SPEAR-MM: Selective Parameter Evaluation and Restoration via Model Merging for Efficient Financial LLM Adaptation

📝 Paper Summary

Financial Domain Adaptation Continual Learning Model Merging

SPEAR-MM preserves general reasoning in financial LLMs by identifying critical parameters via spectral analysis after domain training and selectively restoring them from the base model using spherical interpolation.

Core Problem

Adapting LLMs to the financial domain via continual pretraining (CPT) causes catastrophic forgetting of general reasoning skills (e.g., mathematics, logic), while traditional fixes like rehearsal violate privacy or lack capacity.

Why it matters:

Financial institutions need models that understand proprietary data but must also retain general reasoning for complex analysis and customer support.
Existing solutions like EWC require expensive hyperparameter tuning, and rehearsal methods require storing sensitive data, violating strict financial privacy regulations.
Retraining to find the right balance between specialization and generalization is computationally prohibitive (thousands of GPU hours per configuration).

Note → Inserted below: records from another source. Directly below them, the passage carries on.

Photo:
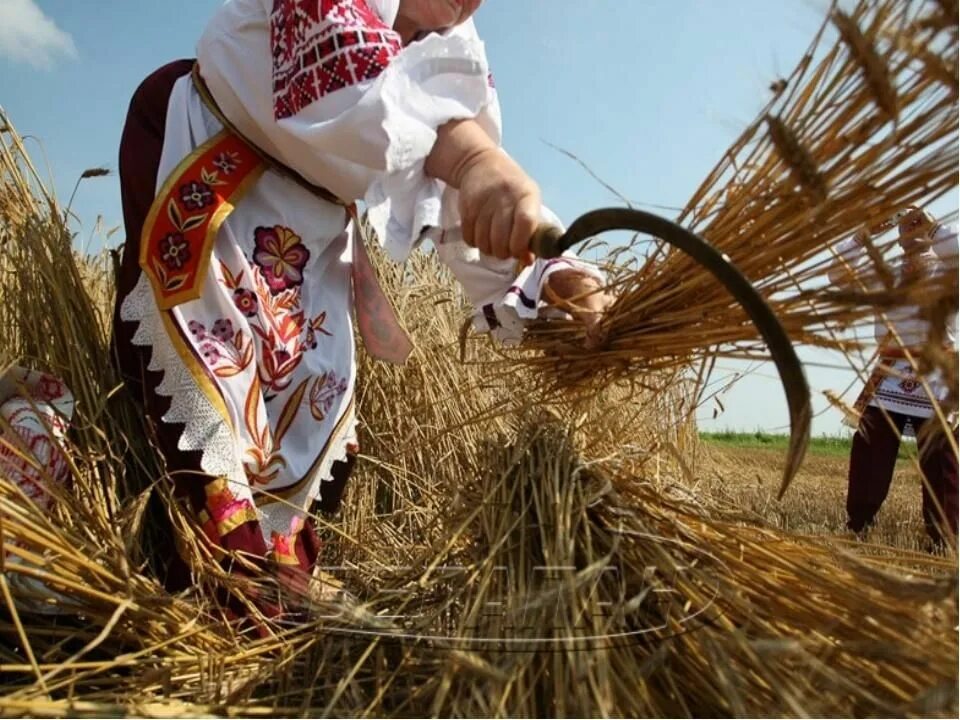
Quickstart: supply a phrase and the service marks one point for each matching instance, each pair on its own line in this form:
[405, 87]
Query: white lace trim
[205, 430]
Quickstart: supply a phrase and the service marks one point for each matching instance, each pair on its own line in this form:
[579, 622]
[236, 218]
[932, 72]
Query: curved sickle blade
[551, 244]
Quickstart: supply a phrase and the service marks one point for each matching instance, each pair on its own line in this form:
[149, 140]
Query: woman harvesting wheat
[243, 260]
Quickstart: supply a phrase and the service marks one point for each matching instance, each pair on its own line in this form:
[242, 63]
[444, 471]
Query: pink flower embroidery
[281, 256]
[226, 162]
[49, 388]
[174, 251]
[245, 301]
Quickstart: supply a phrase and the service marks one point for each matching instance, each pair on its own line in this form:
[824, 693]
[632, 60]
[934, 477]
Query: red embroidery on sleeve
[320, 46]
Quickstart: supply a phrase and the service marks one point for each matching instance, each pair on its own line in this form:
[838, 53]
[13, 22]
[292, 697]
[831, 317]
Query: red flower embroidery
[245, 301]
[196, 196]
[174, 251]
[226, 162]
[281, 257]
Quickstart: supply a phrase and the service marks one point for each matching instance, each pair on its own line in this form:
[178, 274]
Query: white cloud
[27, 35]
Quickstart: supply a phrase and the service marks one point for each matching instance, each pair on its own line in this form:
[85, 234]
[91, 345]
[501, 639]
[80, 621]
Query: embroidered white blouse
[326, 88]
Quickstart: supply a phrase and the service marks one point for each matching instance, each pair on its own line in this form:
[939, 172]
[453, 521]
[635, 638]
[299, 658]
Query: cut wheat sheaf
[510, 552]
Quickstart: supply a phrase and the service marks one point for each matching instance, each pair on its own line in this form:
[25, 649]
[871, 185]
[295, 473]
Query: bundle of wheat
[502, 556]
[864, 126]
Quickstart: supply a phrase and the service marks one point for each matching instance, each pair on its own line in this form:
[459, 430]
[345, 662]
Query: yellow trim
[197, 369]
[162, 195]
[236, 520]
[263, 498]
[166, 302]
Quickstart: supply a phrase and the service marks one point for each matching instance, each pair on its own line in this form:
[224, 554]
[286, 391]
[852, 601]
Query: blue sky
[648, 93]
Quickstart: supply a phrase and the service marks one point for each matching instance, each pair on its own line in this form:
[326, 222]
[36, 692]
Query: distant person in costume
[895, 400]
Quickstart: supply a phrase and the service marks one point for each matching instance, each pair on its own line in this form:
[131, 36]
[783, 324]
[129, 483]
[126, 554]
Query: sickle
[549, 242]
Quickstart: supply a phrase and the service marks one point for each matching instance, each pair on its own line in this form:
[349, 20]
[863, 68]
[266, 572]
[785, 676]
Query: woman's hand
[584, 297]
[499, 203]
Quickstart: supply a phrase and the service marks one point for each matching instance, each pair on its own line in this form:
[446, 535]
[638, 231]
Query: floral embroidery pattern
[321, 46]
[326, 388]
[195, 196]
[226, 162]
[175, 251]
[277, 320]
[181, 220]
[282, 334]
[245, 301]
[281, 256]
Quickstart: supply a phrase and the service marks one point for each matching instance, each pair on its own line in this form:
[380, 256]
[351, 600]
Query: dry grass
[506, 557]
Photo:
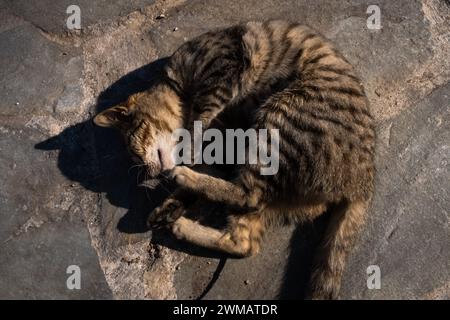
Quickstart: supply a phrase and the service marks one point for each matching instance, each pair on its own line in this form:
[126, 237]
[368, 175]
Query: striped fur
[279, 75]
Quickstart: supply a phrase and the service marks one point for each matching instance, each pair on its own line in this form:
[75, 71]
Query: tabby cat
[297, 82]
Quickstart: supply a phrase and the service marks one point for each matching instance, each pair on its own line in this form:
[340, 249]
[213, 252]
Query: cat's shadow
[96, 158]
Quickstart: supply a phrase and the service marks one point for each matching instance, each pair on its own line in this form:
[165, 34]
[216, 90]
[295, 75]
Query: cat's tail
[345, 222]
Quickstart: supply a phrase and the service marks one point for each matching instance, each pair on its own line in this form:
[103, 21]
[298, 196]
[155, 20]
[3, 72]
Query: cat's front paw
[184, 176]
[166, 214]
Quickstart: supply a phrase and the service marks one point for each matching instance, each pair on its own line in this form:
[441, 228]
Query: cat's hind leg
[242, 238]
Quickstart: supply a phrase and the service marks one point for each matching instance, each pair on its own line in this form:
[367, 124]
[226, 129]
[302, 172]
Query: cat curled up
[283, 76]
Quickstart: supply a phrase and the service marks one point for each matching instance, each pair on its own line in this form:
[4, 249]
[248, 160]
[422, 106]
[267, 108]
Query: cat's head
[147, 121]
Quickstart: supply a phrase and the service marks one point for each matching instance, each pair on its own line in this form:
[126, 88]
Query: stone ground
[68, 196]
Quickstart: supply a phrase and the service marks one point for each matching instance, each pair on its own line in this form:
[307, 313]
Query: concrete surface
[69, 197]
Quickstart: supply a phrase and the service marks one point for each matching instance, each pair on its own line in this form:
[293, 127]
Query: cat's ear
[117, 117]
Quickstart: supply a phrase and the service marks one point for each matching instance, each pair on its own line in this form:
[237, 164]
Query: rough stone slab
[43, 228]
[400, 66]
[51, 16]
[38, 76]
[409, 230]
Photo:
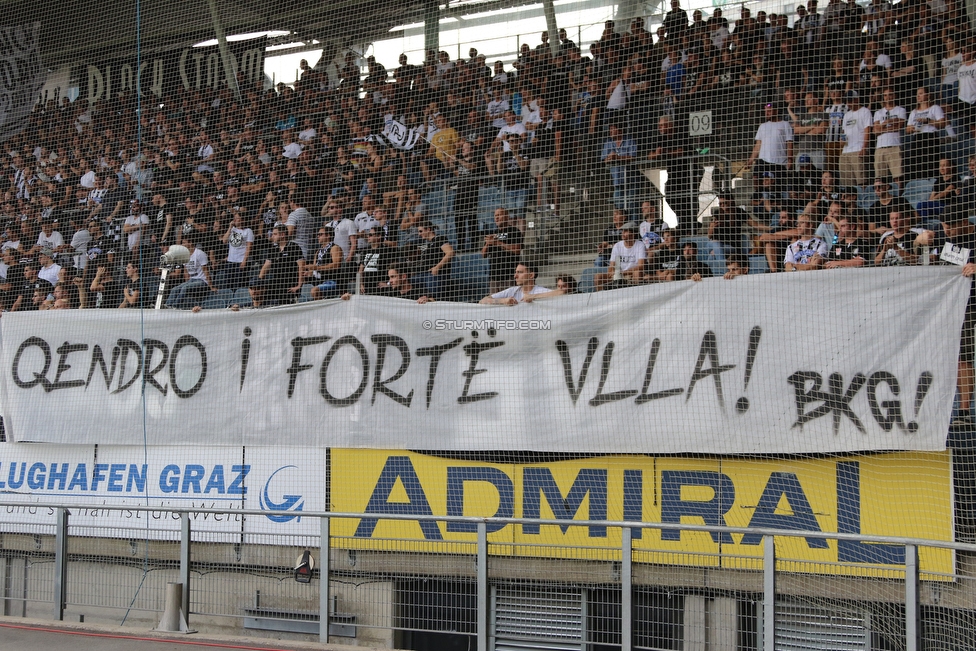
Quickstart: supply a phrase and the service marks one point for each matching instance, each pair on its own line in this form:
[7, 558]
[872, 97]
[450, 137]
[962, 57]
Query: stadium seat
[470, 278]
[215, 302]
[929, 209]
[866, 197]
[242, 297]
[586, 280]
[918, 191]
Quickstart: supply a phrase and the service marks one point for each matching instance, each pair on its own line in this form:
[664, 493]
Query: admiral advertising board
[885, 494]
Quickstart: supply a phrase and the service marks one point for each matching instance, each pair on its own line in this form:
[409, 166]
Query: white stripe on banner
[806, 362]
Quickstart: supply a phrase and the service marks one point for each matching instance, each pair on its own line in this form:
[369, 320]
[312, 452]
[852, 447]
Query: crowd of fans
[273, 190]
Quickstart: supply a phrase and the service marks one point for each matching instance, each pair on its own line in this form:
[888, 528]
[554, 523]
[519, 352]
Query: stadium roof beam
[551, 27]
[432, 26]
[229, 73]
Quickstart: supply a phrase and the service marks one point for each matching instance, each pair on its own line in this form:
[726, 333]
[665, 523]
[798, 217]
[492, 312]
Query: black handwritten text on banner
[793, 363]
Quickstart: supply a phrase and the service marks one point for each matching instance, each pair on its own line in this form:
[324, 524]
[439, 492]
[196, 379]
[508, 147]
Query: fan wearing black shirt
[850, 249]
[284, 269]
[960, 233]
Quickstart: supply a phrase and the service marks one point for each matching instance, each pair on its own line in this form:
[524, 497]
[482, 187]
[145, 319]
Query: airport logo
[289, 503]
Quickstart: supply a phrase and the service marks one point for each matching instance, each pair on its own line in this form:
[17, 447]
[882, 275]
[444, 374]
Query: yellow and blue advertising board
[887, 494]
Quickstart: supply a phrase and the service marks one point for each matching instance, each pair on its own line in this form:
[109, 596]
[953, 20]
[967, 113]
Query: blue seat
[866, 197]
[586, 280]
[215, 302]
[470, 278]
[242, 297]
[928, 209]
[758, 264]
[918, 191]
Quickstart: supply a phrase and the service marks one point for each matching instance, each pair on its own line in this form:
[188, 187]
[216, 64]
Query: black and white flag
[21, 76]
[399, 136]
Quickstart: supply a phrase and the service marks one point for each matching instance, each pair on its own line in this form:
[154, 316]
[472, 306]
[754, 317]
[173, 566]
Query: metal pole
[482, 586]
[324, 548]
[913, 609]
[769, 594]
[185, 564]
[626, 591]
[432, 28]
[226, 57]
[60, 562]
[551, 27]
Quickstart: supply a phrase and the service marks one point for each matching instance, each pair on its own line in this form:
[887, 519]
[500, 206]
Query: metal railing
[468, 580]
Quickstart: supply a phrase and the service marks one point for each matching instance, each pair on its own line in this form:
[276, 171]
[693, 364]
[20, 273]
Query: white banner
[838, 360]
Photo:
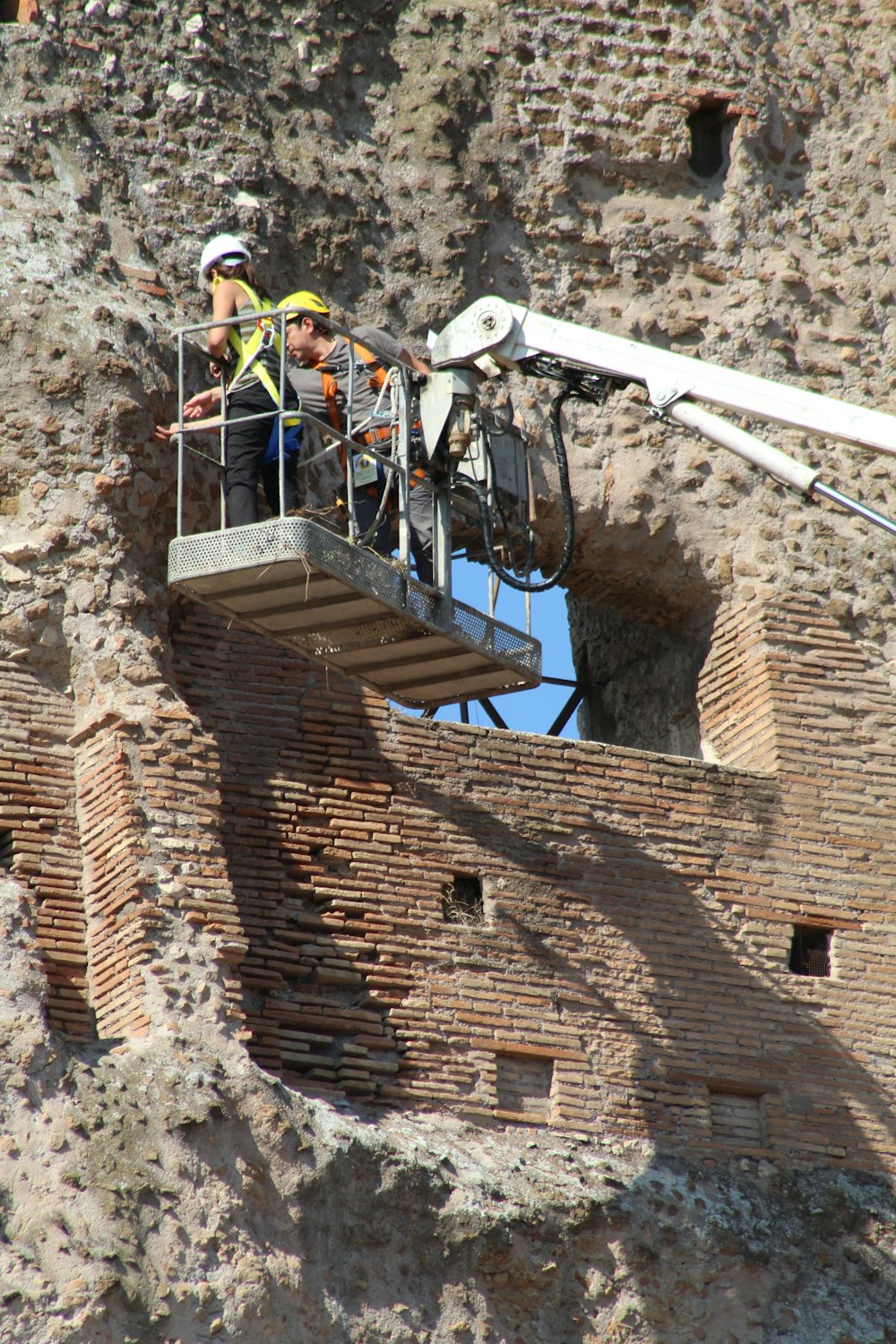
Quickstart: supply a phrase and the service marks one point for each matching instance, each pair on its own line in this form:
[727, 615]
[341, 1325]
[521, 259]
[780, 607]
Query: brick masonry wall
[42, 846]
[630, 969]
[627, 967]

Concrete Example: A standard LLaMA-3.1-8B model adapted on financial documents improves at answering regulatory questions but its ability to solve GSM8K math problems drops from ~80% to ~55% (69.5% retention), making it unreliable for quantitative analysis.

Key Novelty

Post-Hoc Selective Parameter Restoration via Spectral Analysis

Instead of constraining the model during training, SPEAR-MM analyzes the fully adapted model to measure which layers drifted significantly using signal-to-noise ratio (SWCI) and structural rank changes (SVDR).
It selectively restores the 'drifting' parameters that caused forgetting by merging them back towards the base model using Spherical Linear Interpolation (SLERP), creating a hybrid model without retraining.

Architecture

The SPEAR-MM workflow pipeline.

Evaluation Highlights

Achieves 91.2% retention of general capabilities (vs. 69.7% for standard CPT) on LLaMA-3.1-8B while maintaining 94% of financial domain adaptation gains.
Reduces computational costs by >99% compared to exploring freezing strategies via retraining (1.5 GPU-hours for analysis vs. 18,000+ GPU-hours for CPT).
Restores mathematical reasoning (GSM8K) to 97.5% of the base model's performance, compared to just 69.5% retention for the standard CPT baseline.

Breakthrough Assessment

8/10

Offers a highly practical, privacy-preserving solution for regulated industries. drastic compute reduction for exploring trade-offs makes it very adoptable, though it relies on existing merging techniques (SLERP).

⚙️ Technical Details

Problem Definition

Setting: Post-hoc adaptation of a domain-specialized model M_prop (derived from base M_0) to recover general capabilities B_ext while retaining domain knowledge D_prop.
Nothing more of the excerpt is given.